Today’s launch of the Falcon Heavy rocket, designed and manufactured by Space-X, is what space history curator Tom Lassman describes as “next generation” rocketry, but with roots in the 1960s “Space Age” and technology that helped bring Apollo 11 to the Moon.
According to Space-X, the Falcon Heavy—an iteration of the Falcon 9 spacecraft that launched in 2012—can lift twice the payload of any other rocket currently on the market. It’s beat only by NASA’s Saturn V, the United States’ largest and most powerful launch vehicle to date. The Saturn V sent Apollo 11 astronauts, and later Skylab, into orbit in the late 1960s and early 1970s.
“The rocket engines for the Falcon 9 are standard, liquid fuel rocket engines that have a very strong lineage to the earlier Apollo-era rocket engines,” Lassman said.
What makes the Falcon Heavy remarkable, though, is its reusable first stage—earlier launch vehicles were disposable and expensive. This could bring down costs and shake up the commercial spaceflight market—though, Lassman cautions, there’s still a ways to go to see how the market develops.

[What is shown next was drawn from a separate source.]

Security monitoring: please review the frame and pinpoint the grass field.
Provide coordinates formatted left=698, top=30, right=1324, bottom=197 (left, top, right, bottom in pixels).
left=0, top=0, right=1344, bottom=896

The Falcon series has been in development since the early 2000s, and its “evolutionary process” has echoed how other rocket propulsion technologies and launch vehicles have been tested for decades, Lassman said. The early system failures of the Falcon 1 model were analogous to early rocket development in the United States—it was quite often an approach of learning by doing, testing new technological approaches to see what worked and what needed to be tweaked.
For Space-X, one of its biggest challenges has been how to incorporate re-entry and maneuvering systems that would allow the rocket to come back down to Earth stably and safely. According to Lassman, overcoming that challenge is what makes Space-X’s Falcon Heavy potentially so groundbreaking.